The Lord Jesus received Peter’s lesser love and for the third time Peter was recommissioned: “Feed My sheep” (v. 17). See, “Feed My lambs” (v. 15), and “Feed My sheep” (v. 16). It may be that the threefold restoration also related to Peter’s threefold denial. At the world’s fire Peter denied his Lord three times. At the Savior’s fire he was recommissioned three times. “He restores my soul” (Psalm 23:3).

How much have you ever done just because you love the Lord Jesus, and not for any other satisfaction or commendation? None of us loves Him as we feel we should, but be honest like Peter and give Him the love you can. Let us not pretend love. He knows whether we love
(agapao) Him, or if we
(phileo) Him.
“You know that I love you.” He accepts our imperfect love and ever seeks to refine it. The question is: Do you love Him a little more today than you did yesterday? If you fellowship with Him daily in His Word and if you see Him in all of life’s experiences, you will.

There was a lovely teenage girl who was so Christlike. She wore a heart-shaped locket suspended on a fine gold chain about her neck. She never let anyone look into it. When she contracted a terminal illness, she told her mother: “When I go home to be with the Lord, you may open the locket.” When she gently stopped breathing, her mother leaned over her silent form and with trembling hands opened the locket. There was no picture there, but only these words: “Whom having not seen, I love. 1 Peter 1:8.” She was in love with the Lover of her soul. That was the secret of her Christlike life. It is noteworthy that in 1 Peter 1:8, Peter now uses the word
“agapao” to express the deepest love.

He wants us to follow Him. “And when He had spoken this, He said to him, Follow Me” (v. 19). I cannot understand why He, the Lord of glory, would want us to follow Him. He could have saved us and then left us alone to take us to heaven when we die. That would be all of grace. But, He not only saves us, He empowers us, He leads us, He walks with us. He wants us. That is grace upon grace. “Follow Me” means: “I will guide; I will provide; you must love Me; you must obey Me.” On October 26, 1958, a passenger ship sailing between Manila and Cebu, the second largest city in the Philippines, caught fire and sank. The next morning, the Manila Daily Bulletin carried an account of the holocaust. The closing paragraph read:

“The only happy note in the nightmarish event was that of a pretty nineteen year old woman who was saved by a bachelor. When they reached the safety of Santa Fe, the woman gratefully said:
You saved my life; I am yours, I will follow you wherever you will take me. The man indeed took her with him, and they presumably lived happily after the tragedy.”
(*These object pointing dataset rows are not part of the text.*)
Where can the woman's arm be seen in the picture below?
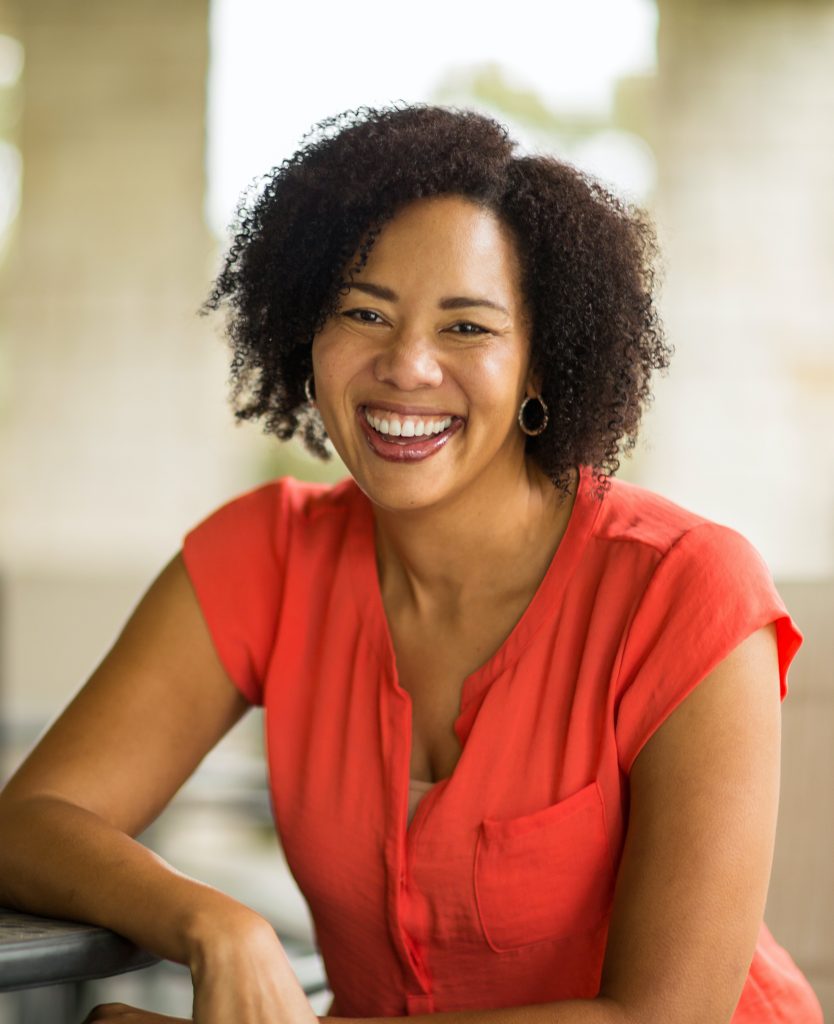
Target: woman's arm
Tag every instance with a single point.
(154, 708)
(693, 880)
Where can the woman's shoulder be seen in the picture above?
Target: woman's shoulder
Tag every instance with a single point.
(634, 514)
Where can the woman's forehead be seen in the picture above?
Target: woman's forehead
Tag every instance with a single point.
(447, 243)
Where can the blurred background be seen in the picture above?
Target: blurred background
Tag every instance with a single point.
(128, 131)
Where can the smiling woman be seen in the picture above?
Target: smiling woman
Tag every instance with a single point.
(523, 719)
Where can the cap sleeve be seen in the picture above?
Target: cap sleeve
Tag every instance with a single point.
(235, 559)
(709, 592)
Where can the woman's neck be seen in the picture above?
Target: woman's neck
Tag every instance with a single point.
(480, 547)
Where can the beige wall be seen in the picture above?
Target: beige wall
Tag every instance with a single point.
(742, 430)
(115, 434)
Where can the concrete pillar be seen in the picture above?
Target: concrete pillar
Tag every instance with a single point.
(115, 435)
(742, 428)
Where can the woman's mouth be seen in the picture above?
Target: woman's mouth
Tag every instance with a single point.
(400, 437)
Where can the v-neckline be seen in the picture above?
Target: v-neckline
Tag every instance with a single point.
(548, 593)
(368, 594)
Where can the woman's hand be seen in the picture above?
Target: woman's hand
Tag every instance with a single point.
(241, 973)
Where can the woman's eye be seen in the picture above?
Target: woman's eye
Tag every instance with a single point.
(363, 315)
(467, 328)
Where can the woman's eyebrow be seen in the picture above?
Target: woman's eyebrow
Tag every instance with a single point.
(455, 302)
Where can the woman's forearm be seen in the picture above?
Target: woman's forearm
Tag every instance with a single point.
(598, 1011)
(64, 861)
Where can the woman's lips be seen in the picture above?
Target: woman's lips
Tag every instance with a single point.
(405, 449)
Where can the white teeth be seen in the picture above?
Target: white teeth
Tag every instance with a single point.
(407, 427)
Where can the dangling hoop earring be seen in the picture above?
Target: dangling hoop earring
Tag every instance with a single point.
(543, 416)
(308, 393)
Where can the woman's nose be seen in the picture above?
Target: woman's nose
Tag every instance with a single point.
(409, 361)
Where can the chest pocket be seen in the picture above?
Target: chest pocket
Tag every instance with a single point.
(546, 875)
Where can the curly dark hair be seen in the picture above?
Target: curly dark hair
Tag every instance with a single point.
(587, 271)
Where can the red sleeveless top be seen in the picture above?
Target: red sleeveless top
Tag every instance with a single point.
(498, 893)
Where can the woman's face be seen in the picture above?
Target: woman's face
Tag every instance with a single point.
(420, 373)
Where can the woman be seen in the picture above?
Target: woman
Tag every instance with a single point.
(523, 719)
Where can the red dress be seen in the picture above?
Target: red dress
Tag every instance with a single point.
(499, 891)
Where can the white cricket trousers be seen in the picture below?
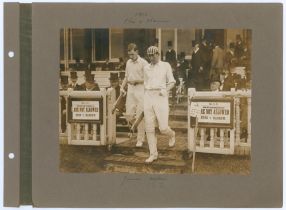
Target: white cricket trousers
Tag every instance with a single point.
(134, 107)
(156, 107)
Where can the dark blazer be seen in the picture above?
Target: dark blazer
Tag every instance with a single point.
(228, 83)
(76, 87)
(96, 87)
(171, 57)
(197, 62)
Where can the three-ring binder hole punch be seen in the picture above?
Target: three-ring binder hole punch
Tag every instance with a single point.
(11, 156)
(11, 54)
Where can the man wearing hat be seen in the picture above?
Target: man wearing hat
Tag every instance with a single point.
(90, 84)
(73, 79)
(63, 86)
(230, 60)
(171, 54)
(134, 77)
(158, 81)
(197, 73)
(114, 83)
(217, 64)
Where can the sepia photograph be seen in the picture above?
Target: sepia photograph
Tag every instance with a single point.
(155, 101)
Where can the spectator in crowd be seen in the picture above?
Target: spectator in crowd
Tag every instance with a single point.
(171, 54)
(215, 85)
(158, 81)
(183, 66)
(227, 81)
(217, 64)
(64, 86)
(206, 51)
(197, 72)
(90, 84)
(73, 78)
(114, 83)
(134, 77)
(121, 77)
(230, 60)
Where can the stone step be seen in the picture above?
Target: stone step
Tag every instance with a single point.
(177, 128)
(136, 164)
(124, 143)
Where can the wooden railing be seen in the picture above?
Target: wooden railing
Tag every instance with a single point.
(90, 133)
(223, 140)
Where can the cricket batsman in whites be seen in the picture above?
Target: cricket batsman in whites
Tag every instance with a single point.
(134, 77)
(158, 81)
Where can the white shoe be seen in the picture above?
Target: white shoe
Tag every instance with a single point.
(151, 159)
(139, 144)
(172, 141)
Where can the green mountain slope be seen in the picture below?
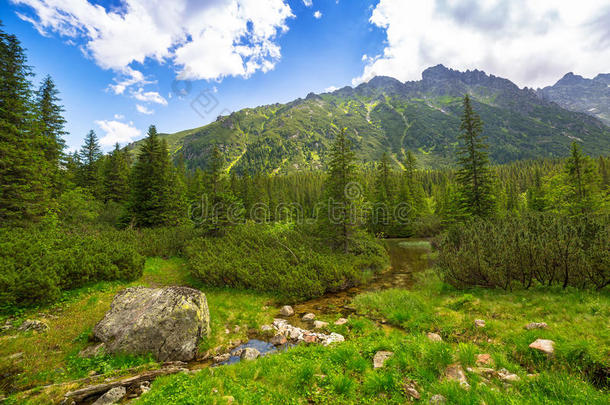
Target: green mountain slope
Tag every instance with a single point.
(387, 115)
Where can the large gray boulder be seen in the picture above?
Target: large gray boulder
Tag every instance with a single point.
(167, 322)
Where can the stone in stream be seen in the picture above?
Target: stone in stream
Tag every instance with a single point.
(166, 322)
(380, 357)
(308, 317)
(536, 325)
(286, 310)
(249, 353)
(544, 345)
(112, 396)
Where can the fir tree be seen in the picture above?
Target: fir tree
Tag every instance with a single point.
(24, 189)
(474, 175)
(342, 191)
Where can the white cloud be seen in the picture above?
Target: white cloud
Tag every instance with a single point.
(202, 39)
(531, 43)
(115, 131)
(149, 96)
(143, 110)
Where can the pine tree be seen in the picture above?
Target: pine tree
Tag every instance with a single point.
(24, 189)
(474, 175)
(342, 192)
(90, 155)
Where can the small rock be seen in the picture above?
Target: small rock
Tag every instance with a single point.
(34, 325)
(455, 372)
(221, 358)
(479, 323)
(308, 317)
(437, 399)
(286, 310)
(333, 338)
(484, 359)
(544, 345)
(380, 358)
(278, 340)
(112, 396)
(536, 325)
(310, 338)
(507, 376)
(249, 353)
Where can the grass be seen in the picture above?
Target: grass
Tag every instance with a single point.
(73, 319)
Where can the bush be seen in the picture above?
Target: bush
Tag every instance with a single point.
(37, 264)
(281, 258)
(536, 249)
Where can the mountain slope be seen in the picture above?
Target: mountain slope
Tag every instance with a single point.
(387, 115)
(575, 93)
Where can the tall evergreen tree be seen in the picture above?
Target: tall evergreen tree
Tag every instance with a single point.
(474, 175)
(24, 189)
(342, 191)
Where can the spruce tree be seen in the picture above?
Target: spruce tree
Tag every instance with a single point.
(342, 191)
(474, 175)
(24, 189)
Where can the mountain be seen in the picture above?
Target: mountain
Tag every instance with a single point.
(575, 93)
(385, 114)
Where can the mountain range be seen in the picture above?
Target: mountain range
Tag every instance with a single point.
(386, 115)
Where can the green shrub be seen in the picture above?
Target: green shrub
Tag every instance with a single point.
(37, 264)
(281, 258)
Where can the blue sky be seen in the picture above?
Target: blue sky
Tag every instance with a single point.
(117, 63)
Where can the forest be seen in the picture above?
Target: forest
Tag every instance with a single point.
(88, 222)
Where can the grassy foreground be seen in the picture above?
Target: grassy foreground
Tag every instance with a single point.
(394, 320)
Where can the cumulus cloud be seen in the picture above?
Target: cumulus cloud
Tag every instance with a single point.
(116, 131)
(143, 110)
(201, 39)
(531, 43)
(149, 96)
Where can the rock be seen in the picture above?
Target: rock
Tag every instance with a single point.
(437, 399)
(507, 376)
(166, 322)
(455, 372)
(536, 325)
(411, 391)
(333, 338)
(286, 310)
(380, 357)
(308, 317)
(484, 359)
(92, 351)
(33, 325)
(112, 396)
(221, 358)
(278, 340)
(249, 353)
(479, 323)
(544, 345)
(310, 339)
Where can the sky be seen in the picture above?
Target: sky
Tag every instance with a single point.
(122, 65)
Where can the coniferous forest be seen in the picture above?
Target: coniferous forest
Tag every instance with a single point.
(505, 246)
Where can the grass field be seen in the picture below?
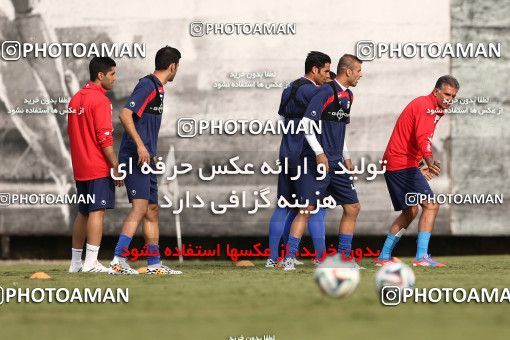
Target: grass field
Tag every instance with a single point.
(216, 300)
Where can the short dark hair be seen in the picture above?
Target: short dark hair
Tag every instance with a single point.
(166, 56)
(100, 64)
(448, 80)
(347, 61)
(317, 59)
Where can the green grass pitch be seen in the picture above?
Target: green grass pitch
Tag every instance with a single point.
(216, 300)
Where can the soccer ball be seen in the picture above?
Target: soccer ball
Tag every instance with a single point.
(335, 278)
(394, 274)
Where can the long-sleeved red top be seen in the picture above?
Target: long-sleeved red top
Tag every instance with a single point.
(411, 139)
(89, 127)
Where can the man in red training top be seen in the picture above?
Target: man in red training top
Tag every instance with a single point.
(91, 140)
(410, 142)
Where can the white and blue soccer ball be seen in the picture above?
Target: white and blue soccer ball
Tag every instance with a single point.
(396, 275)
(335, 278)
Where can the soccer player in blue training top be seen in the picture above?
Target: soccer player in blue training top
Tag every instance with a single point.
(331, 105)
(410, 142)
(294, 101)
(141, 118)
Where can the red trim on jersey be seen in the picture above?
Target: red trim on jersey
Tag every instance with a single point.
(149, 98)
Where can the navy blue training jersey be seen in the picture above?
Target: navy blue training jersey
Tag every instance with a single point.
(292, 144)
(334, 118)
(146, 103)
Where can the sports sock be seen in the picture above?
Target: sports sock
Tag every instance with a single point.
(153, 260)
(91, 255)
(122, 244)
(423, 244)
(276, 226)
(293, 246)
(76, 255)
(317, 230)
(344, 244)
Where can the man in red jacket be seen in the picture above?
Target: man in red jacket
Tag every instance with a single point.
(410, 142)
(91, 141)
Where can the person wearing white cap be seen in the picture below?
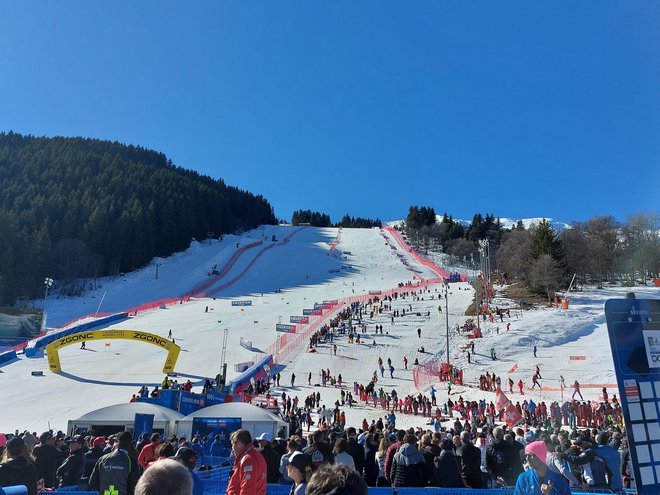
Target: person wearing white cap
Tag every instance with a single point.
(272, 459)
(299, 469)
(539, 480)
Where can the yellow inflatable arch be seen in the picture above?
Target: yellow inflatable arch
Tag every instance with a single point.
(52, 349)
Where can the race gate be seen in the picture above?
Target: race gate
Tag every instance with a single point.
(52, 349)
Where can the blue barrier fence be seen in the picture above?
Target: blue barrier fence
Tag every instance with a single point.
(13, 490)
(36, 346)
(186, 402)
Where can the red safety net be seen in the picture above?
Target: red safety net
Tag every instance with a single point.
(431, 372)
(441, 272)
(297, 340)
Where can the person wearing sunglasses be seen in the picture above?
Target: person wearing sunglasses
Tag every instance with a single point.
(539, 480)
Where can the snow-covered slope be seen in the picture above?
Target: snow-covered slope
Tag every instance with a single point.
(281, 282)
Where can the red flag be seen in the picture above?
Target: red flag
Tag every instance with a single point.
(512, 416)
(501, 400)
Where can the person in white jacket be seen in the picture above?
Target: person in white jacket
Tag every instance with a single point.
(341, 456)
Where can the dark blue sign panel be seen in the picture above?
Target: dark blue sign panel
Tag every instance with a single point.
(634, 329)
(209, 428)
(143, 423)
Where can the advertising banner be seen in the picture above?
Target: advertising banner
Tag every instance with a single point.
(284, 327)
(634, 330)
(299, 319)
(143, 423)
(52, 349)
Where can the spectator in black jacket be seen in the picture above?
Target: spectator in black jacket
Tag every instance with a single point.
(370, 464)
(499, 459)
(430, 451)
(469, 461)
(73, 466)
(272, 459)
(47, 459)
(447, 471)
(408, 464)
(119, 469)
(94, 454)
(17, 467)
(355, 450)
(518, 454)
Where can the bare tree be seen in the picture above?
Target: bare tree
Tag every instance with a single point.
(513, 256)
(546, 275)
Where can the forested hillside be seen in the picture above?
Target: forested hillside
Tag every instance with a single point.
(74, 207)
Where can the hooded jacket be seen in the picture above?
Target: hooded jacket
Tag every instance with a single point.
(447, 471)
(46, 458)
(469, 461)
(249, 476)
(408, 467)
(117, 469)
(19, 471)
(72, 469)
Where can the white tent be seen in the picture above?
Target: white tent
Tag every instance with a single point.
(120, 417)
(256, 420)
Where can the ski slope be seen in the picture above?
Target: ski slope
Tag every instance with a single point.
(281, 282)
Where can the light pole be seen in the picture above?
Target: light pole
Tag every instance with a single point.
(48, 283)
(484, 250)
(447, 319)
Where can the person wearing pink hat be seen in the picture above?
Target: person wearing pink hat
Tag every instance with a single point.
(539, 480)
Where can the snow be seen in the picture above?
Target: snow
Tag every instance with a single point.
(281, 281)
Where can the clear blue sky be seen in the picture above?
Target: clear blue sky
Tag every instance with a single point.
(520, 109)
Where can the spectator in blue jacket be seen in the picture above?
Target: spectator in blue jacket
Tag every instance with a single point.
(612, 460)
(539, 480)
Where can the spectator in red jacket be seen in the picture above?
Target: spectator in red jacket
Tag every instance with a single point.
(249, 476)
(148, 452)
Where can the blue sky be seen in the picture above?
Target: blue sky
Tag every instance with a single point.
(521, 109)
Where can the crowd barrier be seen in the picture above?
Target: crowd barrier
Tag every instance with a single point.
(36, 346)
(13, 490)
(215, 482)
(258, 370)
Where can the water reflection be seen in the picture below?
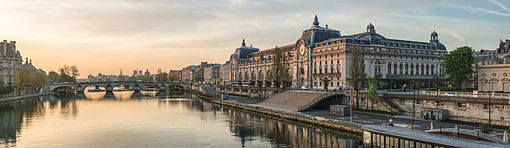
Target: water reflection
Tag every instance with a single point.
(19, 119)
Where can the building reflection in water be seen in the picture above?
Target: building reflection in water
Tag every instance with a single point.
(247, 127)
(16, 114)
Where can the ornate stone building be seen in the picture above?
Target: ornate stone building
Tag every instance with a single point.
(492, 68)
(211, 73)
(319, 59)
(10, 61)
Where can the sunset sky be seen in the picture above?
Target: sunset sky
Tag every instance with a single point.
(107, 35)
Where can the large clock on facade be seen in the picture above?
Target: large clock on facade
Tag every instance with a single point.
(302, 49)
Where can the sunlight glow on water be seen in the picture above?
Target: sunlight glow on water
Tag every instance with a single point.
(140, 120)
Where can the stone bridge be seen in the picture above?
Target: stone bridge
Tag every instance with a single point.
(137, 86)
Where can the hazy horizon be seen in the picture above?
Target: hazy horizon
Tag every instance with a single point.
(105, 36)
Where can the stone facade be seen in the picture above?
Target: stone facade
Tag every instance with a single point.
(225, 73)
(494, 78)
(188, 74)
(319, 60)
(492, 68)
(10, 61)
(211, 73)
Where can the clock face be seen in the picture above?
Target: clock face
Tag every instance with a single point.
(302, 49)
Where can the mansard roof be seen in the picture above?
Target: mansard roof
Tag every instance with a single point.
(243, 51)
(372, 38)
(271, 50)
(504, 47)
(318, 33)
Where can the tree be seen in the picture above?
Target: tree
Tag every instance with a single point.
(174, 76)
(53, 76)
(71, 71)
(66, 78)
(280, 70)
(458, 65)
(356, 70)
(22, 75)
(29, 80)
(372, 91)
(162, 77)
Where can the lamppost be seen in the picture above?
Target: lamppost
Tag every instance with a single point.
(492, 88)
(414, 104)
(326, 82)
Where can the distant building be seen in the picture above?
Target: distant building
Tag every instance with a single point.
(226, 73)
(320, 59)
(28, 64)
(10, 61)
(492, 68)
(211, 73)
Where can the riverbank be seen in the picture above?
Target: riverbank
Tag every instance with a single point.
(323, 118)
(354, 128)
(14, 98)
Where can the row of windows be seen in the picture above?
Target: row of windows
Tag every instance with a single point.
(494, 75)
(332, 84)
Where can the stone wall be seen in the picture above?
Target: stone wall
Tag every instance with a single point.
(460, 108)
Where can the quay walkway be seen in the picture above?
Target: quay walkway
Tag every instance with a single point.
(293, 100)
(13, 98)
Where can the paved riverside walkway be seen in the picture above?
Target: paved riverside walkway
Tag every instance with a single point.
(12, 98)
(291, 100)
(376, 119)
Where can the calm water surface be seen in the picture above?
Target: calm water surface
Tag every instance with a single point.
(127, 119)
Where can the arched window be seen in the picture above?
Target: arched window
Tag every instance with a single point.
(394, 68)
(389, 67)
(407, 69)
(432, 70)
(401, 69)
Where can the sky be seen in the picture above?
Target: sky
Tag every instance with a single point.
(105, 36)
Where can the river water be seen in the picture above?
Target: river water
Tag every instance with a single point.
(127, 119)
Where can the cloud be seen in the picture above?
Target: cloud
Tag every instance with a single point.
(500, 5)
(174, 33)
(482, 10)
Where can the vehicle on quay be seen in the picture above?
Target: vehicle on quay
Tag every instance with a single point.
(451, 94)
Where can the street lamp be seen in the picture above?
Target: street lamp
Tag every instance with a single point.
(414, 104)
(490, 104)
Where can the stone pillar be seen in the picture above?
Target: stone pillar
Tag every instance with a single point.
(409, 70)
(419, 68)
(392, 68)
(414, 67)
(398, 67)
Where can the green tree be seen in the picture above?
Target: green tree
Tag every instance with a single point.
(66, 78)
(162, 77)
(372, 91)
(71, 71)
(356, 70)
(458, 65)
(29, 80)
(53, 76)
(21, 78)
(174, 76)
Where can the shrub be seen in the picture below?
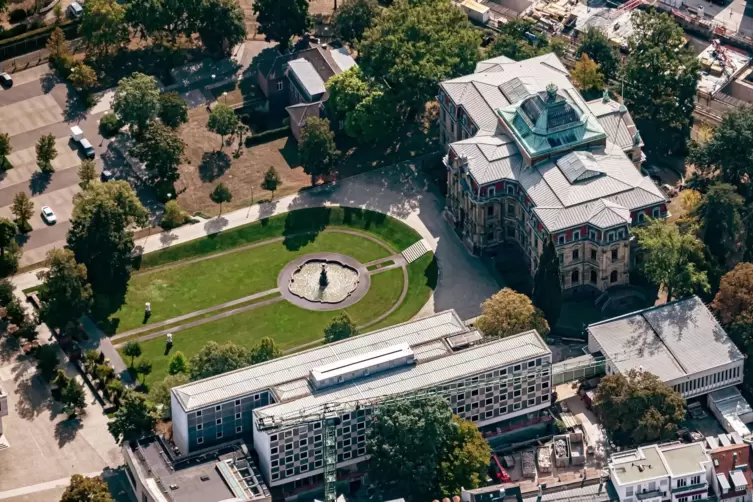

      “I was sinking deep in sin,
      Far from the peaceful shore.
      Very deeply stained within,
      Sinking to rise no more.
      But, the Master of the sea
      Heard my despairing cry;
      From the waters lifted me
      Now, safe am I.” — James Rowe

And, by His grace, I would like to follow Him all the days of my life.

      At Galilee, our Lord laid bare His loving heart to His disciples:
      He wants to share in our burdens and problems.
      He wants us to be honest with Him.
      He wants to direct our service.
      He wants to crown our service with success.
      He wants us to obey Him.
      He wants us to catch fish.
      He wants us to have food to eat.
      He wants our fellowship.
      He wants our love.
      He wants us to follow Him.

In our experience, we also are to go to Galilee, to manifest the Savior. “That you should show forth the excellencies of Him who has called you out of darkness into His marvelous light” (1 Peter 2:9). He is the image of the invisible God (Col. 1:15). He made the invisible God, visible. Now, we are to make the invisible Christ visible. This is the believer’s Galilee — Manifesting the Savior.